Finance Minister Dr. Thanong gave the opening address at ‘SET in the City 2005’, which is being co-hosted by the SET and Money & Banking Magazine on Nov. 17 – 20, 2005 at the Queen Sirikit National Convention Center.
The event’s theme is “The SET: 30 Years of Providing All You Need in the Investment World”. The theme reflects the assortment of financial products that serve the needs of all investors in the Thai market, including equity, debt, financial and agricultural derivatives, as well as mutual fund products.
The Minister noted, “The variety of choices will be good for businesses and investment conditions. The economy will also be more stable in the long term, as the banking sector becomes less depended upon.
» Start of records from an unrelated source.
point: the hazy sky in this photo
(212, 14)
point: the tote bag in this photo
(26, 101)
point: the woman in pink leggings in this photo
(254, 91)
“Previously fundraising of Thai businesses depended largely on the banking sector, which accounts for approximately 120% of Gross Domestic Product (GDP). This dependency is not good for the economy. However, recently there have been more choices available. Thus, firms are less dependent on banks as they begin to turn towards the capital market instead for fundraising. The fundraising values of the bond, stock, and credit markets now stand at approximately 50%, 70% and 70% of Thailand’s GDP respectively, ” Dr. Thanong said.
In the past, the value of funds raised by Thai businesses through the bond and stock markets were equal to approximately 12% and 23% of Thailand’s GDP. It is expected that the size of the funds raised through the stock market will be equivalent to the country’s GDP sometime in the next five years. Also, the government is promoting the bond market to enable it to achieve an equal size to the stock market within the next 10 years.
Nevertheless, Dr. Thanong noted that there was still a pitfall in the Thai market. Currently, retail investors still make up 63% of the total market investors. This group of people, with only 100,000 accounts, is dominant with their active trading. Meanwhile, the proportion of institutional and foreign investors are about 10% and 27% respectively. This dominance of retail investors can lead to an unstable market. We should therefore encourage them to invest more though institutions.
Dr. Thanong also said, “The government has the will to develop the Thai capital market in line with international standards. It is on track with the 5-year Thai Capital Market Master Plan, formulated to make the market dynamic and keep pace with the changing environment, including cross-border capital flows. The size of global assets and investment flows are approximated at USD38 trillion.
President of the SET, Mr. Kittiratt Na-Ranong, disclosed that drafting of the next Thai Capital Market Master Plan would be concluded by end-2005. This plan will enable the Thai capital market to keep abreast of the free market as well as foreign competition.
Mr. Kittiratt expected that the target share of trading by institutions as a proportion of total securities trading would be achieved within the next 4-5 years, so as to make the market more balanced.